3月16日から放送されるこれのラジオドラマに出演するのだそうで。
まあラジオ自体を私が聴くかどうかは分かりませんけどね。英語だしー。世界選手権のクライマックス時期ですしー。しかもこの日はStand Up! Japanのネット放送もあるのですよ。何故3月16日に固まるのでしょうね。高橋大輔の誕生日だからでしょうか。きっとそうだ(関係ない)。

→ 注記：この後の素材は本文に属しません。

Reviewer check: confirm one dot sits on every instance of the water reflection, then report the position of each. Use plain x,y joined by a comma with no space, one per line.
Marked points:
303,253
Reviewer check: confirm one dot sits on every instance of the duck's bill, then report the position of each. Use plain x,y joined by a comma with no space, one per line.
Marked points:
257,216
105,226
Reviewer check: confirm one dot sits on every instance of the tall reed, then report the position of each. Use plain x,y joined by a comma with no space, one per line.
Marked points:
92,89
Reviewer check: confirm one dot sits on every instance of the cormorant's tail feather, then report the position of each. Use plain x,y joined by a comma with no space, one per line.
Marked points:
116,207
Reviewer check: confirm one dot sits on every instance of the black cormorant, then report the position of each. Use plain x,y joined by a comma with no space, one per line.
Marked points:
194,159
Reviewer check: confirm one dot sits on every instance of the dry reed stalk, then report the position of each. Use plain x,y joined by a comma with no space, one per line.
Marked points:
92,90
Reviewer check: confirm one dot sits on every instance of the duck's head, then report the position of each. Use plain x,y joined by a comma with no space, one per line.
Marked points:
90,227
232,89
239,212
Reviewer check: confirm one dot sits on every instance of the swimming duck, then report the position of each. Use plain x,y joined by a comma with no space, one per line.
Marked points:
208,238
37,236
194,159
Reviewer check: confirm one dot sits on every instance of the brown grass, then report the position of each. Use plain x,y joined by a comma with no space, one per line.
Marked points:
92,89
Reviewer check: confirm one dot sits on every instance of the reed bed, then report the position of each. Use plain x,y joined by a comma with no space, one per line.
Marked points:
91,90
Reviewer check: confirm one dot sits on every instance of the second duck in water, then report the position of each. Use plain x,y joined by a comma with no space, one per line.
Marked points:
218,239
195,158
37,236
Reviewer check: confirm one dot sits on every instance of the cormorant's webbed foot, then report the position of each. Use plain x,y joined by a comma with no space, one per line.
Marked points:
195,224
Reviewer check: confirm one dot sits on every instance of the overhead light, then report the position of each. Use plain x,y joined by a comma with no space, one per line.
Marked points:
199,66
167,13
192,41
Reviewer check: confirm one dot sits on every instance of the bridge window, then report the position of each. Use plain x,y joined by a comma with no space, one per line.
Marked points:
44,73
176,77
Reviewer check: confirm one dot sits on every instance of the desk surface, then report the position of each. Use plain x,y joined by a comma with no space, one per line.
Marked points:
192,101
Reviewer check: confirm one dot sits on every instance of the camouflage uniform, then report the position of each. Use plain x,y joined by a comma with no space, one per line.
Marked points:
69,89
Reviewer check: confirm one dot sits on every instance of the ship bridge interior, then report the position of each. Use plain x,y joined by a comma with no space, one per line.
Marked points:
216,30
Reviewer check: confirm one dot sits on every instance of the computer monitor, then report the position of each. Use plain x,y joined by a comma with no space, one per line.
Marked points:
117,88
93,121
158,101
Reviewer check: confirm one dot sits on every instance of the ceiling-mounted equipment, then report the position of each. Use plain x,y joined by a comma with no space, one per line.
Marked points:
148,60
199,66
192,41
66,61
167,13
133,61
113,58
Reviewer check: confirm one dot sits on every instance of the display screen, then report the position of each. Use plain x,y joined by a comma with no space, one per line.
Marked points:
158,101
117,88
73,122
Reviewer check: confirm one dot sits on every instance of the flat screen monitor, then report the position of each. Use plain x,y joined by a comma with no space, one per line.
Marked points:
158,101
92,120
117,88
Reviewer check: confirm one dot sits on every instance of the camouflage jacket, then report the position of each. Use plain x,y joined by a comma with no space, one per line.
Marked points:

で、聴くか分からないけどなんで読んだのかというとですね。
ベネディクトの役柄が天使らしいのですよ。
まあ、この時点では「フーン」程度の反応だったのですがね。
追加情報で「下水道に住む天使」とか見てしまって
`;:゙;`;・(゚ε゚ )ブッ!
となりましてね。


なんだその愉快な設定!
と、俄然興味がわきましてね。図書館のサイトで蔵書検索をしたら運よくあったので、取り急ぎ借りてきたわけです。


ちなみに、この愉快な設定について母に話したところ
「でもロンドンの下水道ならそれくらいありそうじゃない?」
と返ってきましたよw
そりゃまあ、どこかの駅には9と4分の3番線とかあって魔法学校に通じたり、クリスマスには毎年宇宙人が襲撃するようなところですからねw
実のところ天使は別に下水道に住んでいたわけではありませんでしたが。


そんな感じで勇んで借りてきたものの、翻訳モノが苦手な事や別件で忙しかったりでなかなか読み進まなかったのですが。
それでも読み終わってみると面白かったですよ。


ストーリーをざっくり書くと、ロンドンに住む善良な若者のリチャードが、ある夜路上で大怪我をしたホームレスと思しき少女(ドア)を助けるのですが、その少女曰くロンドンの地下には上のロンドン(London above)の人々の知らない下のロンドン(London below)が存在しており、彼女はそこから来たと言うわけですよ。
そして、その少女に関わった事で、リチャードもまた地下の異世界に落ち、上のロンドンの生活を失ってしまうのですね。
というわけで、少女をつけ狙う2人組みの殺し屋から逃げつつ、上の世界の生活を取り戻すべくロンドンの地下の異世界を奔走する・・・みたいな話です。ファンタジーですね。何かの解説によるとダークファンタジーだとか。
下のロンドンはやはり地下なので、下水の水だったり泥の中を歩いていったりという描写が多いのですよ。上のロンドンでは廃線になった駅だとか、すでに上の世界にはなくなったものとかが下のロンドンには存在しているし、ネズミが偉かったり暗闇に人が取り込まれて消えてしまったり、そいつを倒す為に挑んだ多くの人が犠牲になった伝説の獣がいたりする非常に危険で陰惨たる世界なのですね。なるほどダークファンタジー。
天使というのは、2人組みの殺し屋に殺された、少女の父の遺した言葉に従って、少女が助力を求める天使イズリントンでして、下のロンドンを長く見守っているのですね。下のロンドンの前にはアトランティスにいたとか。いやはやなかなか大層な設定ではないですか。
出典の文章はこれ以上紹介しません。